The couple lived at the Master’s Lodge and had four children: Margaret Richmond (1857-1926), Frances Austen (1859-1912), James Austen (1862-1921) and Mary Frances (1864-1923). Frances died two days after the birth of her youngest daughter, presumably as a complication of childbirth. Her funeral took place on 1 March and was reported in great detail by local newspapers. It was said ‘Mrs Cartmell had won the respect and love of the poor, to whom she was a most kind and most unostentacious benefactor, and there is no question but that her loss in that parish (St. Andrew the Great) will be severely felt’.
The first part of the service was held at the College chapel and the coffin was carried round the College court. The coffin left College at 11 o’clock followed by 8 mourning coaches and then more carriages carrying senior University officials including : Master of Trinity Hall, the Provost of King’s College, the Master of Sidney Sussex College and the Master of Trinity College. It was reported ‘the rear was brought up by about 50 of the B.A.’s and Undergraduates of the college who all wore their academic dress and the University badge of mourning. The whole effect was most imposing. The hearse was drawn by four horses, and the coffin was one of polished oak adorned with silver ornaments’. As a mark of respect houses on the route to the Cemetery closed their shutters and blinds. At the Cemetery James Cartmell was said to have been ‘deeply affected and was quite unable to suppress his grief….the scene was very solemn and imposing, many of the by-standers shedding tears..the scene of inexpressible sorrow exhibited by Dr. Cartmell was more heart rending; and the greatest sympathy for him was shown by all present and indeed throughout the University and Town’.

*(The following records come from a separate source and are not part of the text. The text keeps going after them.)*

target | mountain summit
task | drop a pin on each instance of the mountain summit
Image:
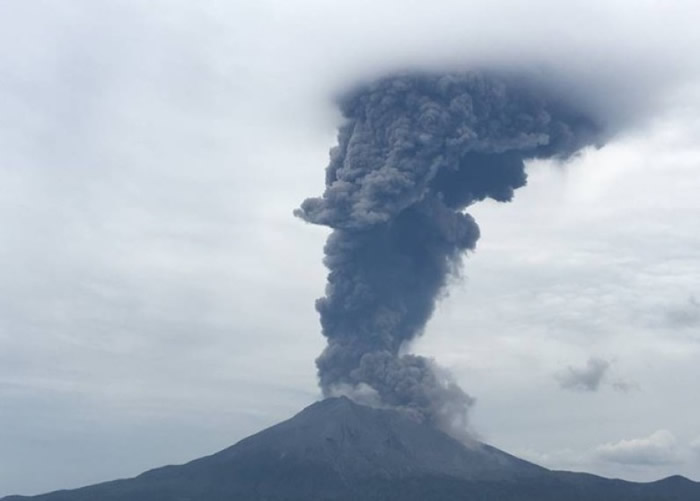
(342, 451)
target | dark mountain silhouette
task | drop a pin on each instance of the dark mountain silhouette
(337, 450)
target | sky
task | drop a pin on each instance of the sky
(156, 292)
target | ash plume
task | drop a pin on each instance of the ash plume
(414, 151)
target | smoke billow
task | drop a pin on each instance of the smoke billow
(414, 151)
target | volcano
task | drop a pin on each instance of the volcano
(338, 450)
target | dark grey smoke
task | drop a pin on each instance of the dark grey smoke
(414, 151)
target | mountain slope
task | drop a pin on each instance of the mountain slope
(338, 450)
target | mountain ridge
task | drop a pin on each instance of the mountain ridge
(336, 449)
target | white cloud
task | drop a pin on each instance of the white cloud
(586, 378)
(657, 449)
(695, 445)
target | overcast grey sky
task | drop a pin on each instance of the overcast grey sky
(156, 293)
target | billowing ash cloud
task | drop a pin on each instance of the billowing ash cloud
(414, 151)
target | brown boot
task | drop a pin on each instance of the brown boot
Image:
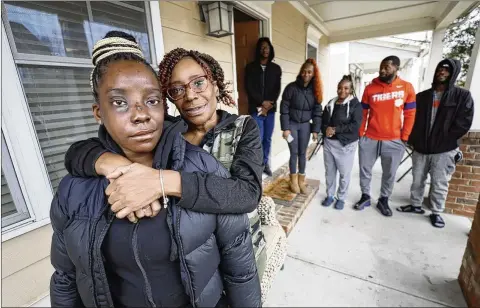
(294, 183)
(301, 183)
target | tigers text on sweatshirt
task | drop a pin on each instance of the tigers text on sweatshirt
(383, 106)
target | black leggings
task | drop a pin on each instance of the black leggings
(298, 147)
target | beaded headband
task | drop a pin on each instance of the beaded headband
(112, 45)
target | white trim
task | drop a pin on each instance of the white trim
(313, 31)
(128, 6)
(379, 30)
(311, 15)
(234, 65)
(24, 228)
(313, 44)
(251, 8)
(157, 35)
(157, 31)
(474, 61)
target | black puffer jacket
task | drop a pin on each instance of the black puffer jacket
(346, 119)
(453, 119)
(262, 85)
(300, 105)
(200, 192)
(215, 251)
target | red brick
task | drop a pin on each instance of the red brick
(469, 155)
(451, 199)
(453, 187)
(466, 169)
(454, 205)
(471, 176)
(471, 208)
(460, 194)
(469, 188)
(469, 141)
(467, 201)
(457, 175)
(473, 148)
(463, 213)
(460, 181)
(472, 162)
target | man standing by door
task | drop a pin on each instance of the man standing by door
(444, 115)
(382, 133)
(263, 85)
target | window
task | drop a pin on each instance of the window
(14, 208)
(311, 51)
(51, 45)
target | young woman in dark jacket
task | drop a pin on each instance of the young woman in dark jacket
(341, 121)
(179, 258)
(301, 104)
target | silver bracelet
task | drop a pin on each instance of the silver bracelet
(165, 199)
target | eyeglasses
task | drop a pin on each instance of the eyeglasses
(197, 85)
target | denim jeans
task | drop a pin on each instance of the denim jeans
(266, 125)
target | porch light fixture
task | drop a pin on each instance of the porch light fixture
(218, 15)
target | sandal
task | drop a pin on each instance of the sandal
(437, 220)
(411, 209)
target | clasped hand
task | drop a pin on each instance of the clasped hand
(134, 191)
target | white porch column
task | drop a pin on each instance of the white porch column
(473, 78)
(436, 51)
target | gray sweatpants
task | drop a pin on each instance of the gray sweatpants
(338, 158)
(441, 168)
(298, 147)
(391, 154)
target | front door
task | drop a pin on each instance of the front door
(247, 34)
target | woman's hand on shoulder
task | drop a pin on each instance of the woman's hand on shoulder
(134, 189)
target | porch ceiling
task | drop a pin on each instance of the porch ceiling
(354, 20)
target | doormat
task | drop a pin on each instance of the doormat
(280, 189)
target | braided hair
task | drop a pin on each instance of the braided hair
(115, 46)
(212, 69)
(317, 79)
(348, 78)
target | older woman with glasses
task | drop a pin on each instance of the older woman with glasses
(195, 83)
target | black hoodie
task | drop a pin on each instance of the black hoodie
(453, 119)
(262, 85)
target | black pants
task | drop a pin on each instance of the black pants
(298, 147)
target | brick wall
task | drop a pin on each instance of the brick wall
(464, 189)
(469, 277)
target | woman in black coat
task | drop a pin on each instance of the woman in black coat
(178, 258)
(301, 104)
(340, 125)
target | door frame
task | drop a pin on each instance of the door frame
(265, 18)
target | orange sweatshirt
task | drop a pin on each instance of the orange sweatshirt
(383, 105)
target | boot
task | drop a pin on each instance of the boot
(294, 183)
(301, 183)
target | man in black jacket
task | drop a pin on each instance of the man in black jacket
(263, 85)
(444, 115)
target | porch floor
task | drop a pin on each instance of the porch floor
(350, 258)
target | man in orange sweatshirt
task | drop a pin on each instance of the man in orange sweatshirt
(383, 132)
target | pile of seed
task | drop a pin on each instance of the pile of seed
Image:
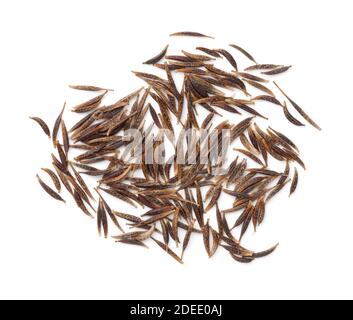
(172, 192)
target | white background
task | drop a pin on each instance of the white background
(49, 250)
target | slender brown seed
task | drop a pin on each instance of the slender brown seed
(229, 57)
(190, 34)
(277, 71)
(210, 52)
(187, 237)
(65, 136)
(136, 235)
(246, 223)
(48, 190)
(266, 252)
(299, 109)
(82, 183)
(284, 138)
(88, 88)
(263, 67)
(206, 237)
(57, 125)
(290, 117)
(294, 184)
(42, 124)
(249, 76)
(268, 99)
(259, 86)
(90, 104)
(245, 53)
(158, 57)
(251, 156)
(80, 204)
(168, 250)
(54, 178)
(102, 220)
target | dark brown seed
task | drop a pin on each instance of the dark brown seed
(187, 238)
(229, 57)
(168, 250)
(65, 135)
(251, 156)
(249, 76)
(206, 237)
(285, 138)
(211, 52)
(90, 104)
(88, 88)
(48, 190)
(133, 242)
(57, 125)
(290, 117)
(54, 178)
(268, 99)
(277, 70)
(82, 183)
(190, 34)
(246, 223)
(294, 184)
(42, 124)
(110, 213)
(299, 109)
(245, 53)
(158, 57)
(102, 219)
(265, 253)
(136, 235)
(259, 86)
(80, 204)
(263, 67)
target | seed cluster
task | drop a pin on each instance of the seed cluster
(170, 190)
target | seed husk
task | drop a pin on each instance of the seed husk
(42, 124)
(158, 57)
(99, 139)
(49, 190)
(190, 34)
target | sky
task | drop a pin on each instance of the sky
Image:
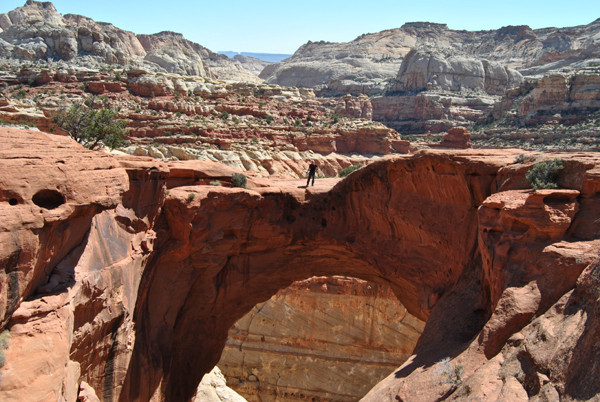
(282, 26)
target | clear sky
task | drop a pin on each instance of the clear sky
(281, 26)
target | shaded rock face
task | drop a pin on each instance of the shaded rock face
(37, 31)
(432, 70)
(296, 345)
(117, 288)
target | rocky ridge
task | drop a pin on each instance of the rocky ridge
(315, 340)
(100, 282)
(37, 31)
(267, 129)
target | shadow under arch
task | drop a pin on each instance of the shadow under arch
(408, 223)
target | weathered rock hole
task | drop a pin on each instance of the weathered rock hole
(48, 199)
(318, 327)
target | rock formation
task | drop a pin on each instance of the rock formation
(370, 62)
(264, 129)
(37, 31)
(120, 286)
(427, 78)
(323, 338)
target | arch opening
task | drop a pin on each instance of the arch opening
(328, 338)
(228, 250)
(48, 199)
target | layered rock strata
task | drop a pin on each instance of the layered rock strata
(319, 339)
(369, 63)
(123, 289)
(37, 31)
(268, 130)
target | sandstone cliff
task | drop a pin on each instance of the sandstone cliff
(263, 129)
(319, 339)
(37, 31)
(368, 63)
(124, 289)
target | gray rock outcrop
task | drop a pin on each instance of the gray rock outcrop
(370, 62)
(423, 70)
(37, 31)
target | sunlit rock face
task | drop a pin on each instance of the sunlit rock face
(324, 338)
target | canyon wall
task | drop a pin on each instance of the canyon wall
(37, 31)
(323, 339)
(114, 286)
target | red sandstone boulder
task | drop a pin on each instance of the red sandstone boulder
(457, 137)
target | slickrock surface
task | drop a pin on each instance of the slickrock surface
(322, 339)
(368, 63)
(37, 31)
(112, 286)
(264, 129)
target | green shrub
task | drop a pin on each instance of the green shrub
(346, 171)
(449, 373)
(91, 127)
(545, 174)
(522, 158)
(238, 180)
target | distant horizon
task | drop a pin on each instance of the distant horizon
(274, 27)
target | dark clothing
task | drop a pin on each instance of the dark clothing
(312, 169)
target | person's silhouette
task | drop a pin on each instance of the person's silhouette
(312, 169)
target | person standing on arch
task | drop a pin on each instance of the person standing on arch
(312, 169)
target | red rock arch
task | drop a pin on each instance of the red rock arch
(410, 224)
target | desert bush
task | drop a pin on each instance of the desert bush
(91, 127)
(238, 180)
(449, 373)
(346, 171)
(545, 174)
(522, 158)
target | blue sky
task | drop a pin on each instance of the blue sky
(281, 26)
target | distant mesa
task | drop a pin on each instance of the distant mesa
(269, 57)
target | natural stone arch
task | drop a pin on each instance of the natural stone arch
(410, 223)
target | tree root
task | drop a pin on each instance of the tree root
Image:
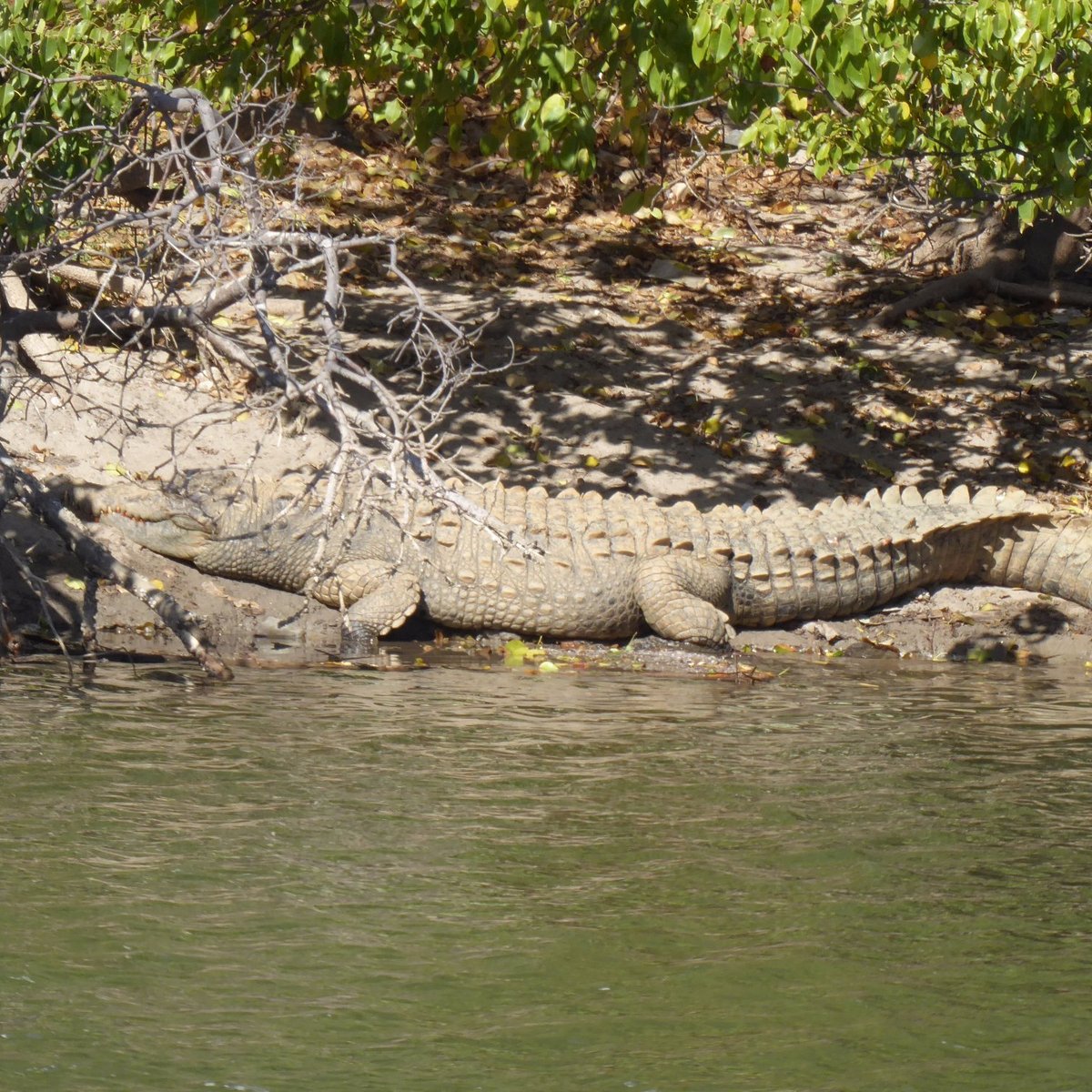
(99, 562)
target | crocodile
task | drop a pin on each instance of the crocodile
(579, 565)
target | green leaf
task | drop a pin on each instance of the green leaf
(554, 109)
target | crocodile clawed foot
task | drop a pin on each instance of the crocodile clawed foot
(358, 642)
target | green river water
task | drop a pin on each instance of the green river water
(854, 877)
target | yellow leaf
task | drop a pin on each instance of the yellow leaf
(794, 436)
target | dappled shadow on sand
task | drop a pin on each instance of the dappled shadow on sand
(693, 391)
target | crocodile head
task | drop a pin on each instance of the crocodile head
(159, 521)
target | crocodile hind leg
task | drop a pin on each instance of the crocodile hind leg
(680, 599)
(381, 598)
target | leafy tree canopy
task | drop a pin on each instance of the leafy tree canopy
(996, 97)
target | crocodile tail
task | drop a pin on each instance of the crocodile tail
(1051, 556)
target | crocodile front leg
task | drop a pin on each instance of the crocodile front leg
(680, 599)
(381, 598)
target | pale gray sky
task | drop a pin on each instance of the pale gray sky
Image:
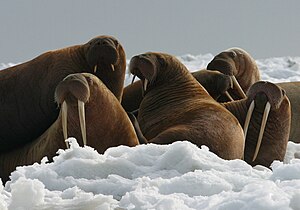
(264, 28)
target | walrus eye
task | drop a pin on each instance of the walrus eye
(161, 61)
(232, 54)
(116, 42)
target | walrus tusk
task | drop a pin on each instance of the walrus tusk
(133, 79)
(64, 116)
(145, 85)
(262, 129)
(229, 96)
(248, 117)
(238, 87)
(82, 121)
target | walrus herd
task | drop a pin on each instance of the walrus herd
(79, 92)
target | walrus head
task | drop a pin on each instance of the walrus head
(73, 91)
(102, 52)
(215, 82)
(229, 62)
(149, 65)
(263, 97)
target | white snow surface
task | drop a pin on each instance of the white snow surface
(176, 176)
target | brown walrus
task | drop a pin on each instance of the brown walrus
(216, 84)
(106, 124)
(27, 90)
(239, 64)
(292, 90)
(270, 109)
(176, 107)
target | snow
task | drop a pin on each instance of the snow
(176, 176)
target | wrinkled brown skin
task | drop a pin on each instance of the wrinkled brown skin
(27, 90)
(237, 62)
(292, 90)
(275, 138)
(176, 108)
(103, 130)
(214, 82)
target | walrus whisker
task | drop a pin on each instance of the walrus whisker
(133, 79)
(248, 117)
(64, 116)
(81, 111)
(229, 96)
(262, 129)
(145, 85)
(238, 87)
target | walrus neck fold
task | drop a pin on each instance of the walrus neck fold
(78, 57)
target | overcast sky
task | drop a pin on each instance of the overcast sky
(264, 28)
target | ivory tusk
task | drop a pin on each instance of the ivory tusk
(133, 79)
(238, 87)
(82, 121)
(64, 116)
(145, 85)
(262, 129)
(248, 117)
(228, 96)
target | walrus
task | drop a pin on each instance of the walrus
(89, 112)
(216, 83)
(292, 90)
(239, 64)
(267, 131)
(26, 90)
(176, 107)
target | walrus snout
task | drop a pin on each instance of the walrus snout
(262, 91)
(143, 66)
(222, 66)
(263, 97)
(74, 87)
(102, 53)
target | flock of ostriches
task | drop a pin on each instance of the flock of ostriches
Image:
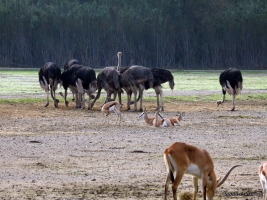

James Cartmell did not marry again and raised his children at the College. He was a reforming Master and introduced important changes such as the ‘ability of the College to recruit teaching staff free from the condition of celibacy’. He was also said to be ‘much interested in the relation of the University to the Town and strove for a better understanding between the two bodies’. He died of a heart attack aged 70 years old and was buried in the Christ’s College ante-chapel.
Frances and Mary Cartmell both joined the Sisters of Mercy religious order. James Cartmell (Jnr) studied at Christ’s College and worked as a barrister. He later changed his family surname to Austen-Cartmell.